“Throckmorton, I see, has an advocate.—And little Cousin Jacky, what do you think of the other Jacky—Jacky Throckmorton?”

“I think he’s perfectly delightful,” assented Jacqueline, after a pause.

Freke said no more about the Throckmortons. The women were evidently against him there; and soon they were driving up to the door at Turkey Thicket, and going up the hall stairs to take off their wraps, very much as on that last evening, when Mrs. Sherrard took occasion to rehabilitate Throckmorton in the good graces of the county people, as she was now trying to do with Freke.

When Judith and Jacqueline came down the stairs, Freke met them at the foot. Jacqueline had pleaded hard to wear a white dress, but Mrs. Temple was inexorable. She might catch cold; consequently, she wore a little prim, Quakerish gown of gray. Judith, as usual, was stately in black.

Throckmorton was standing on the rug before the drawing-room fire, talking gravely with Mrs. Sherrard. Edmund Morford was there and Dr. Wortley, who, with Jack Throckmorton, constituted the company. Mrs. Sherrard drew Judith into the conversation that she had been carrying on with Throckmorton. He said to Judith:

“I will continue what I was saying—but I assure you it is something I could speak of to but few people. It is this absolute barring out on the part of the county people toward me. Not a soul except Mrs. Sherrard and Mrs. Temple has asked me to break bread. I thought I knew Virginians—I thought them the kindest, easiest, least angular people in the world; but, upon my soul, anything like this cold and deliberate ostracism I never witnessed! Why, half the county is related to me—and I’ve been to school with every man in it—and yet, I am a pariah!”

“You don’t look at it from their point of view,” replied Mrs.
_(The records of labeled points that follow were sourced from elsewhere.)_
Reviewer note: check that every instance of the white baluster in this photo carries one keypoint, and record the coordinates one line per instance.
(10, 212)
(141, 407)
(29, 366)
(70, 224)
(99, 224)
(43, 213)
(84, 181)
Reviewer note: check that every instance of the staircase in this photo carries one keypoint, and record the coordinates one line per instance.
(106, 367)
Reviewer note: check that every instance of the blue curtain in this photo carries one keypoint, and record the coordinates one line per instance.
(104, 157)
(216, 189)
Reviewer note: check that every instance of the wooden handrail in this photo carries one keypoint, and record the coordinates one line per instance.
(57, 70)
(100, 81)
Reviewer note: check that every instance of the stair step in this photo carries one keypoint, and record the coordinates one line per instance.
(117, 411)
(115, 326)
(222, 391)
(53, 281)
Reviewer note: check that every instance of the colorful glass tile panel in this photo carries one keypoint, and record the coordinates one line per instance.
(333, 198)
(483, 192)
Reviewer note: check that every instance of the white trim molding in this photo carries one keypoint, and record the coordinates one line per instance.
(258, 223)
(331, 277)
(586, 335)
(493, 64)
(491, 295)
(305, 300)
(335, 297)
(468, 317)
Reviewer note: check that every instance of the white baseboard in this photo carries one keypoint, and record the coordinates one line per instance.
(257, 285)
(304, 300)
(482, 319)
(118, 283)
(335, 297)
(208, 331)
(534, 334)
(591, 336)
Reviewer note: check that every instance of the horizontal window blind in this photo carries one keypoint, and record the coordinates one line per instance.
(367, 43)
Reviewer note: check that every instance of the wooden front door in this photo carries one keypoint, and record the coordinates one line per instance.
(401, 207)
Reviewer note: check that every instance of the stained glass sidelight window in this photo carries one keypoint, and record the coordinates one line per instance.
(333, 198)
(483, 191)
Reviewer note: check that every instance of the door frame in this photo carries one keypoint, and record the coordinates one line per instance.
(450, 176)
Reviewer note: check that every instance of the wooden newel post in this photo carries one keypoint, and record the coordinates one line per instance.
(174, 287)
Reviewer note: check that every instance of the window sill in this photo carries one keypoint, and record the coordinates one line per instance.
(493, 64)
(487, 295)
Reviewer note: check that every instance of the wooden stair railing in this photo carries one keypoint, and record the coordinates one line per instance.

Sherrard, with more patience than was her wont. “Think how these people have suffered. You see yourself, never was there such ruin wrought, and then remember that you are associated with that ruin. Can’t you fancy the dull and silent resentment, the cold anger, with which they must regard all—”

“Blasted Yankees?” cheerfully remarked Throckmorton, recovering his spirits a little.

“But you know,” said Mrs. Sherrard, whose ideas on some subjects were rudimentary, but speaking kindly though positively, “you mustn’t wear your uniform down here.”